Котька растерянно шарил взглядом по комнате, стараясь не думать о том, что всего минуту назад, он хотел… нет, он был готов, нет! Опять не так! Да он почти поцеловал парня, и пусть не совсем нормального, и кругом замечательного, но это всё равно была катастрофа.

- Вова, - тихо, вновь улыбаясь, - я не буду к тебе приставать, не бойся. Для этого у меня есть другой человек.

Котька отпрыгнул от Верни, как ужаленный. Вскочил на ноги, и резко оправил на себе одежду.

- А мне-то что? – издав нервный смешок, язвительно выдал Котька. – Где же он сейчас, этот человек?!

Верни продолжал улыбаться, словно издеваясь над Котькиным бешенством. Придурок гуманоидный! Лучше бы вообще его не встречать, так спокойно всё было, так просто и понятно. Жизнь катилась и катилась, а Котька сидел в своей норе и мог предугадать каждую свою реакцию. Ответить за каждое слово! А теперь?

- Вова, ты слишком многого хочешь, - спрятав улыбку, сказал Верни, и его спокойствие и уверенность резанули Котьку сильнее всяких издёвок про ревность и прочую чушь, которую он ожидал услышать. – И мои решения мы не обсуждаем, - жёстко, глядя Котьке в глаза.

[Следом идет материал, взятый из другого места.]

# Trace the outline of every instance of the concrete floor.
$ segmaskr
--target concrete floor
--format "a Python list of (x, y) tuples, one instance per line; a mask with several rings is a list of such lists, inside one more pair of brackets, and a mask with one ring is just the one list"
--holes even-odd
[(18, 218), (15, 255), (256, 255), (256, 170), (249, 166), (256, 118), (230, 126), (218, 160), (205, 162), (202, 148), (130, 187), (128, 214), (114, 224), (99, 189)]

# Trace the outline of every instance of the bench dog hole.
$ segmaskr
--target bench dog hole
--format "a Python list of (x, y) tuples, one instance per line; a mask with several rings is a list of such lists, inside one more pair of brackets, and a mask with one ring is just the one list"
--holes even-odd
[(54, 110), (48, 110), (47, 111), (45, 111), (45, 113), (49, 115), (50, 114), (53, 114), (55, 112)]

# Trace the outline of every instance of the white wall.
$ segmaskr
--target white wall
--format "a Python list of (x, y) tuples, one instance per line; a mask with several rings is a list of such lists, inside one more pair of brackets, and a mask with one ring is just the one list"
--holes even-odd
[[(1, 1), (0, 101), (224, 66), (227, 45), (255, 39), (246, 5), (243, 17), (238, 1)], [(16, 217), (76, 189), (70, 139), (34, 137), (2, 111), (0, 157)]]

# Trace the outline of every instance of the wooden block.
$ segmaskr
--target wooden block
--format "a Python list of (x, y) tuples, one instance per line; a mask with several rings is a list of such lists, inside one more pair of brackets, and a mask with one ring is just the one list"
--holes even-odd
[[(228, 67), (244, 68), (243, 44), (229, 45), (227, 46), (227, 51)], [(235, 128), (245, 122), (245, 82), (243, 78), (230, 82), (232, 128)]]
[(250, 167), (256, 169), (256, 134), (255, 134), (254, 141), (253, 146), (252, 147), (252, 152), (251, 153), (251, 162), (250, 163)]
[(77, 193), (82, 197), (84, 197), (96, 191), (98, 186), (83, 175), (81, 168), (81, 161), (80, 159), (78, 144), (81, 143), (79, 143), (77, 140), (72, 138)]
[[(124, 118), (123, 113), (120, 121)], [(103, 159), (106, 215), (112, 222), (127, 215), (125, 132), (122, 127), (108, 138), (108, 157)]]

Вот это отношение. Общество потребления, честное слово. И сразу вспомнилось то, собственно, зачем он здесь, и дурацкие эти пять тысяч. Красная цена Котьки. Или Верни? И что-то заныло в груди от одной только мысли - почему не сделал по-человечески? Сразу после того разговора в туалете можно было пойти вместе домой, поговорить… И всё то же самое, только без этих дурацких условий и границ. Да невозможно это, сказка, ни за что на свете Котька не пошёл бы домой с Верни тогда, а теперь уже поздно, осталось четыре дня, а потом они вновь разбегутся.

- Да, я помню, - шмыгнул носом Котька, и посмотрел в окно. Там уже был вечер. – Мы сегодня куда-нибудь пойдём?

Он только мельком глянул на Верни, всё ещё злой, обиженный, потому наверное, это выглядело очень уж резко. Когда Котька злился, то в зале тушили свет. Светка убегала домой вся в слезах, мать не входила к нему в комнату, Рыжий молча сидел рядом и боялся пошевелиться лишний раз. И только тщедушный гуманоид с неизвестной планеты смотрел на него с сожалением и какой-то понятной только небесным созданиям растерянностью.